Una persona culta es aquella (…) que sabe cómo elegir compañía entre los hombres [y mujeres], entre las cosas, entre las ideas, tanto en el presente como en el pasado. H. Arendt

miércoles, 13 de noviembre de 2024

ERREJÓN Y LA DOBLE MORAL

 




La doble moral ha sido un comportamiento netamente masculino desde tiempos inmemoriales, ya que a las mujeres no se les ha permitido más que una versión de la moral, la del sistema heteropatriarcal. Las mujeres han sido vigiladas, maltratadas, encerradas, para que su comportamiento respondiera a la normatividad estricta, lo contrario implicaba, entre otras cosas, un peligro para la paternidad legítima de los hombres que han castigado siempre, incluso con la muerte. Pero las normas elaboradas por los hombres permiten un comportamiento masculino laxo, aceptable y bien visto (en todo caso, los hombres nunca han sido censurados por vivir en la doble moral).


Pero el «caso Errejón» resulta llamativo porque la doble moral parece que no va con los hombres «progresistas» o de izquierdas, ellos se las han apañado para hacernos creer que no hacen esas «cosas», que eso es propio de la derecha, del conservadurismo casposo. Los hombres de izquierdas se han situado en un nivel de superioridad moral, también en los comportamientos sexuales, puesto que son feministas y han logrado una nueva masculinidad que les exime del machismo, del deseo de dominio y del abuso de poder. El «caso Errejón» demuestra que las cosas no son tan sencillas y que algunos viven esa doble moral de forma extrema.


El «caso Errejón» pone de manifiesto otros aspectos dignos de reflexión. El discurso identitario construido sobre las diferencias entre hombres y mujeres, que los feminismos han consolidado y, en algunos casos, han naturalizado como elementos fijos, han servido para regular los deseos, la sexualidad y las relaciones sociales. Las identidades femeninas y masculinas se han basado en un contraste binario entre una sexualidad femenina sacralizada (necesitada de seguridad y afecto) y una sexualidad masculina irrefrenable y, en ocasiones, agresiva y violenta. El «caso Errejón» parece responder a ese prototipo de mal masculino peligroso.


Pero sin entrar en detalles del «caso Errejón» que está en fase de investigación, individualizar el peligro de las agresiones sexuales, nos apartan de responsabilizar a las instancias e instituciones que sostienen el sistema heteropatriarcal y que son el fundamento de las violencias. Errejón conoce tan bien el discurso feminista que él mismo utilizó este argumento en su carta de dimisión para justificar su comportamiento culpando al patriarcado.
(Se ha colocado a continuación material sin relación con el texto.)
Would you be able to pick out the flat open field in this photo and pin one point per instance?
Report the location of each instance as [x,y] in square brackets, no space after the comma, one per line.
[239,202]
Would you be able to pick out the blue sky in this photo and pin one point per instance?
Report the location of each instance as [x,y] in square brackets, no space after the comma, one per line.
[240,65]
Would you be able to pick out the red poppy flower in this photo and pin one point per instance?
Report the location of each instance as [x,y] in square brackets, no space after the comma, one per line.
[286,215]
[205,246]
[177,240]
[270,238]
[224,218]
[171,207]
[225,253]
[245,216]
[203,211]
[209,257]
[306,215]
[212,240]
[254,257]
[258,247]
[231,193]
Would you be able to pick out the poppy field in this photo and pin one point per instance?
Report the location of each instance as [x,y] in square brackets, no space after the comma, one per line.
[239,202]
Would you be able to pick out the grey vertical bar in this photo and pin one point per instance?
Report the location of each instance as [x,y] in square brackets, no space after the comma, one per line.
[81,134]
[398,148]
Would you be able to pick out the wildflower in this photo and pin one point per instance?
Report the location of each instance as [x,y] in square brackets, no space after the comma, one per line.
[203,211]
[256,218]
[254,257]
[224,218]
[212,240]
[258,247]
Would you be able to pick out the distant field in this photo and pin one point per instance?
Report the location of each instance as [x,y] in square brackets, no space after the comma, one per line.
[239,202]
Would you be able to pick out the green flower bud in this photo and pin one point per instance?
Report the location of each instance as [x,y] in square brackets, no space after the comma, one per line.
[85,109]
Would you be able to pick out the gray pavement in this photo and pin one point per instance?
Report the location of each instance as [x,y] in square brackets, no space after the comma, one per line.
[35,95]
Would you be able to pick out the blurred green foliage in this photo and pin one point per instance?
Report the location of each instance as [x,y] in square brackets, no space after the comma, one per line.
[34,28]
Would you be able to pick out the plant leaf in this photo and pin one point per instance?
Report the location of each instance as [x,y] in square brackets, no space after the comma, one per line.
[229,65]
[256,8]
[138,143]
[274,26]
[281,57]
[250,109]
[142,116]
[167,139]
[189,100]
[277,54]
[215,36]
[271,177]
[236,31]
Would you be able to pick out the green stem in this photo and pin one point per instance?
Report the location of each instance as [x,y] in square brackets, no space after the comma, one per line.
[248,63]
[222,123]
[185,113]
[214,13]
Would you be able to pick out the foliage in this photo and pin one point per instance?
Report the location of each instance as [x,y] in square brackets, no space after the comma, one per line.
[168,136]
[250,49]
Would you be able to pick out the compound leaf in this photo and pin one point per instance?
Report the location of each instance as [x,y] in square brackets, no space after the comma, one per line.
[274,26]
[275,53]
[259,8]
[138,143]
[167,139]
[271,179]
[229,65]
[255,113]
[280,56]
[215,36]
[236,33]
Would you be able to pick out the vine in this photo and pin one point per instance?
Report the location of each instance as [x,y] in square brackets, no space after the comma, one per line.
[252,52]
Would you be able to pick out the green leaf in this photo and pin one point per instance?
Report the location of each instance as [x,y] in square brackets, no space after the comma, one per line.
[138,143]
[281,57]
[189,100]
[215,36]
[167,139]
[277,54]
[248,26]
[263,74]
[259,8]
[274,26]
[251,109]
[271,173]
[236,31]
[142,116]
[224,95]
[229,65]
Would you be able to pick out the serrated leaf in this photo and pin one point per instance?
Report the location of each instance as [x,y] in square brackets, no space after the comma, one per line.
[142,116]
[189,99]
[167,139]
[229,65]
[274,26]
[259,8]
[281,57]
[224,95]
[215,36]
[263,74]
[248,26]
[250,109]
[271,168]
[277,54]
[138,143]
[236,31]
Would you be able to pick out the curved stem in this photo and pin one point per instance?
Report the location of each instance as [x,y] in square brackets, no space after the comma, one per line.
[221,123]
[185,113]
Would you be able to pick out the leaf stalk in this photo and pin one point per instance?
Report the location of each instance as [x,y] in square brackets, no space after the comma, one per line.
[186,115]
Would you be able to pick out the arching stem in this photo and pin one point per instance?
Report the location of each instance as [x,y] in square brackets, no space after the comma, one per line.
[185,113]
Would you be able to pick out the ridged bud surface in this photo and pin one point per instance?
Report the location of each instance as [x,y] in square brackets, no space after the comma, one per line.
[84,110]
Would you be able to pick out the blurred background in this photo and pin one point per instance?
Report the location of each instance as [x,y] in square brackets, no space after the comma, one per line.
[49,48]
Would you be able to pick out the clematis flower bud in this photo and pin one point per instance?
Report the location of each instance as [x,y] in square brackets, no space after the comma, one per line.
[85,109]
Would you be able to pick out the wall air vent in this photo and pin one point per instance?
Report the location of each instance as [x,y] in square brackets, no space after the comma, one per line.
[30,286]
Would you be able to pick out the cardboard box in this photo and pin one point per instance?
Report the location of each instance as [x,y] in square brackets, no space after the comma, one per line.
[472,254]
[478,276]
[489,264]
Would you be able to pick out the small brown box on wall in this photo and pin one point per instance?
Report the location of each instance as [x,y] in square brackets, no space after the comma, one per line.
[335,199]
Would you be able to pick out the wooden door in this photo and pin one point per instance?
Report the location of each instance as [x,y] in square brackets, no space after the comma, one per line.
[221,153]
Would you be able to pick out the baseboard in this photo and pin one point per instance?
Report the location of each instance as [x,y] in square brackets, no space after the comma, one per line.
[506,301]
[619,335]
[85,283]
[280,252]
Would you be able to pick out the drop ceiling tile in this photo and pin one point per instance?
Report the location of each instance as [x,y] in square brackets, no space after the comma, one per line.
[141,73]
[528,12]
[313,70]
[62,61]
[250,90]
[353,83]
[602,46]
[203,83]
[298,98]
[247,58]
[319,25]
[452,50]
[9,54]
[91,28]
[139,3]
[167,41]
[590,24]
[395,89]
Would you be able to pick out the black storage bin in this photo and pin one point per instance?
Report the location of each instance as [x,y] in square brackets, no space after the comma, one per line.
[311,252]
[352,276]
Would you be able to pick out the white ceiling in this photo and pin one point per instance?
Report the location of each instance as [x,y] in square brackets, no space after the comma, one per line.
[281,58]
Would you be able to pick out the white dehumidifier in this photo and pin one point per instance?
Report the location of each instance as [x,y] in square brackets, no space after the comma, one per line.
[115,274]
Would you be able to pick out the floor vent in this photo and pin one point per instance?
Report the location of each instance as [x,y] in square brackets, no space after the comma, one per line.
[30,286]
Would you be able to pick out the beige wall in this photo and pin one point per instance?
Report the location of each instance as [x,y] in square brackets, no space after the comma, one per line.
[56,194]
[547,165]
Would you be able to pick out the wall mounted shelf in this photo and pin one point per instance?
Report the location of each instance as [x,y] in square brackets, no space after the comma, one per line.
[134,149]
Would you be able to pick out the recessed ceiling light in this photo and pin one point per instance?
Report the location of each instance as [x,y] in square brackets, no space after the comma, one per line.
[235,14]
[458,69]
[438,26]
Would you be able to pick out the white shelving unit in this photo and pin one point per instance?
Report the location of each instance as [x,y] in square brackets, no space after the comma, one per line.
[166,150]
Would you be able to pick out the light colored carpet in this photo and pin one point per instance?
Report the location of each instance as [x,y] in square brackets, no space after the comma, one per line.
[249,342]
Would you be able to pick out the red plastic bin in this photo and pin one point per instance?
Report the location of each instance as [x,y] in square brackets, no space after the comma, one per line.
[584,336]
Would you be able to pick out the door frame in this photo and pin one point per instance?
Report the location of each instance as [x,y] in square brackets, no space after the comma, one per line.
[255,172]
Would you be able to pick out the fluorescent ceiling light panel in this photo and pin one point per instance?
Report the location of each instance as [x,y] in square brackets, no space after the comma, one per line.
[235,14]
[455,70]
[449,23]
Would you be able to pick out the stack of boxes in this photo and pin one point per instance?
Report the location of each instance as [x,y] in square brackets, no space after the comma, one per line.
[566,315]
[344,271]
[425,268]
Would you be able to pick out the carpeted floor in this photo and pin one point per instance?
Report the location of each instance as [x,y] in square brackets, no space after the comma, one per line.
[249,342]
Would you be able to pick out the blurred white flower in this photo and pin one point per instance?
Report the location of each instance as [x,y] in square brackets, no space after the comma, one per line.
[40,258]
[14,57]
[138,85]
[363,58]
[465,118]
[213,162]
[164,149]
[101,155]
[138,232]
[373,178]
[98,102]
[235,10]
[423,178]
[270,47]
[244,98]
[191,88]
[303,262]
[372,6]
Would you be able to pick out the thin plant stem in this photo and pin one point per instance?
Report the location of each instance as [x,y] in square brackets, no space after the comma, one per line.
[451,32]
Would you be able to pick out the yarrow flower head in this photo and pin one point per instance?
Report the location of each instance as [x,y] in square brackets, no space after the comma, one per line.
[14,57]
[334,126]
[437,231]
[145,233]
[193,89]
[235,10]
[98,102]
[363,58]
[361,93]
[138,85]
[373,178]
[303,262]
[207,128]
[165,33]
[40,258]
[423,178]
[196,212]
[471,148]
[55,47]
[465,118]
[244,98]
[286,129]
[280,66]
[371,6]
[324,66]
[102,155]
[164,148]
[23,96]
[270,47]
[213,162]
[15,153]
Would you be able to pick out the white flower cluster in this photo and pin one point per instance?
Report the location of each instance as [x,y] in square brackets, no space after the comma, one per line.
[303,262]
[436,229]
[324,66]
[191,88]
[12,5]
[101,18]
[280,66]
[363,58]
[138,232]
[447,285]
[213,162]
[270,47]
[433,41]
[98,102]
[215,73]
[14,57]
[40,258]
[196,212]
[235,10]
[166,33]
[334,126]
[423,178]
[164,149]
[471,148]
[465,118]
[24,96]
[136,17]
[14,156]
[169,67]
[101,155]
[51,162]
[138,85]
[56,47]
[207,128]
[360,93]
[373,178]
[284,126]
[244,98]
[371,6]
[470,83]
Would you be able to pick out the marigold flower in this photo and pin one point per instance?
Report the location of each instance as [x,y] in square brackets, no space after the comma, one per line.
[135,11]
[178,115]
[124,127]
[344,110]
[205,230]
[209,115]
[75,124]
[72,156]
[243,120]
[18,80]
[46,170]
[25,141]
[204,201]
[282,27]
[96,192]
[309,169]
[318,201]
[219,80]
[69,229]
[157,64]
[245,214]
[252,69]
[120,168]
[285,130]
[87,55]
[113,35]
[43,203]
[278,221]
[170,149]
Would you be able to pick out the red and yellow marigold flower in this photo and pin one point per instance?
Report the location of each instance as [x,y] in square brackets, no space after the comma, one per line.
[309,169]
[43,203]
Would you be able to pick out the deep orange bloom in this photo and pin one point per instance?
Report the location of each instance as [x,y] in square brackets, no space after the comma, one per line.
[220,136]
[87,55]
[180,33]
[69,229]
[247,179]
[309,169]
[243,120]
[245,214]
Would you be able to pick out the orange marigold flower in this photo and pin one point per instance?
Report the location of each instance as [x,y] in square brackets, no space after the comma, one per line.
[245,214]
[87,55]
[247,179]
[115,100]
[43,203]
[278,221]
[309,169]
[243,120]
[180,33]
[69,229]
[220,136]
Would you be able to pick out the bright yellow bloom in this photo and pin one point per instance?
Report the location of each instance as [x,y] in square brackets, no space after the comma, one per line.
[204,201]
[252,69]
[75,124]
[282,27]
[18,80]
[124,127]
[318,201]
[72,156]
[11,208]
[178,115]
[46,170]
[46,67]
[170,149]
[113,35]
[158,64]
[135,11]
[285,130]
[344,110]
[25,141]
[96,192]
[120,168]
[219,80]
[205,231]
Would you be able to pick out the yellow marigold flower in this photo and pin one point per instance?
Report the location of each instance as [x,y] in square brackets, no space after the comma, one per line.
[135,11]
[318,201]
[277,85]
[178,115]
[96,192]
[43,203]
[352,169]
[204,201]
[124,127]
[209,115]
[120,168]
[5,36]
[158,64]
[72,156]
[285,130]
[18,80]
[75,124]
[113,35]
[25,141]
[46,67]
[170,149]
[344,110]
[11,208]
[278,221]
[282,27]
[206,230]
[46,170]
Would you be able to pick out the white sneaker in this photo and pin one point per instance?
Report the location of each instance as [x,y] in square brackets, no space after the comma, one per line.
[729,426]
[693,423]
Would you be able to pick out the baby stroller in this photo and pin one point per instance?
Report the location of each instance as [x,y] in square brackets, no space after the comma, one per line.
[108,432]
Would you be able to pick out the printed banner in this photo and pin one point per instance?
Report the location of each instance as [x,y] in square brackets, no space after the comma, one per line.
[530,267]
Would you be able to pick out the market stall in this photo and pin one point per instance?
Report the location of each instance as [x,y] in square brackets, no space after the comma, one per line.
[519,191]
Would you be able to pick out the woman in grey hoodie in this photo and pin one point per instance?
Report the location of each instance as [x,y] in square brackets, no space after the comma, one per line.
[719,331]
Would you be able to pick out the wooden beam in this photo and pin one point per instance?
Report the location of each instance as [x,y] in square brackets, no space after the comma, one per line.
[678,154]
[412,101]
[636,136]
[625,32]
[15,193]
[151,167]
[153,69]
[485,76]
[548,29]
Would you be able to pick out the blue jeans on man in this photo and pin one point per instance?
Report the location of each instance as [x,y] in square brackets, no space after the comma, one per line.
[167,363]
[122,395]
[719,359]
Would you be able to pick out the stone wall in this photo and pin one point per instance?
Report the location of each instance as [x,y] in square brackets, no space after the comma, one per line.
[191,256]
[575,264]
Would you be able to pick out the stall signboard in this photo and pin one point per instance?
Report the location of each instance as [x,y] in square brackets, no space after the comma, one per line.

Esto no funciona así: tú debes responsabilizarte de tu comportamiento agresor y abusador y nosotras nos encargaremos de indagar el aspecto estructural del sistema heteropatriarcal que hay tras tu violencia contra las mujeres.


El «caso Errejón» ha puesto en evidencia la facilidad con la que los feminismos y otras instancias políticas caen en el punitivismo, en la necesidad de poner en la picota al agresor y castigarle. Comprendemos que las víctimas puedan necesitar el castigo, pero desde un punto de vista feminista y anarquista debemos preguntarnos: ¿Para qué sirve el castigo, la pena? ¿Qué aporta a la solución de la violencia de género una política restrictiva y regulacionista? ¿Consideramos que el feminismo anarquista debe apostar por una justicia basada en la venganza? En ningún caso podemos apoyar la necesidad de que el Estado aparezca como la instancia protectora de las víctimas y que estas queden como seres necesitados de protección e incapaces de autoprotegerse.


No resulta, por último, menos relevante que hayan sido en gran parte mujeres de las formaciones políticas en que estaba encuadrado Errejón quienes han ocultado su conducta sexual agresiva y maltratadora en aras de la defensa de un fin superior: la defensa del proyecto político que compartían. Tanta importancia se concede a este fin superior que para muchos el «caso Errejón» tendrá graves consecuencias para la izquierda en su proyecto electoral.


Al margen de ser de izquierdas o de derechas, la vida cotidiana de los hombres está, como mínimo, salpicada de machismo (y eso no depende de quién gobierna), es un mal estructural que conviene enfocar de modo adecuado para avanzar en el debilitamiento del sistema heteropatriarcal.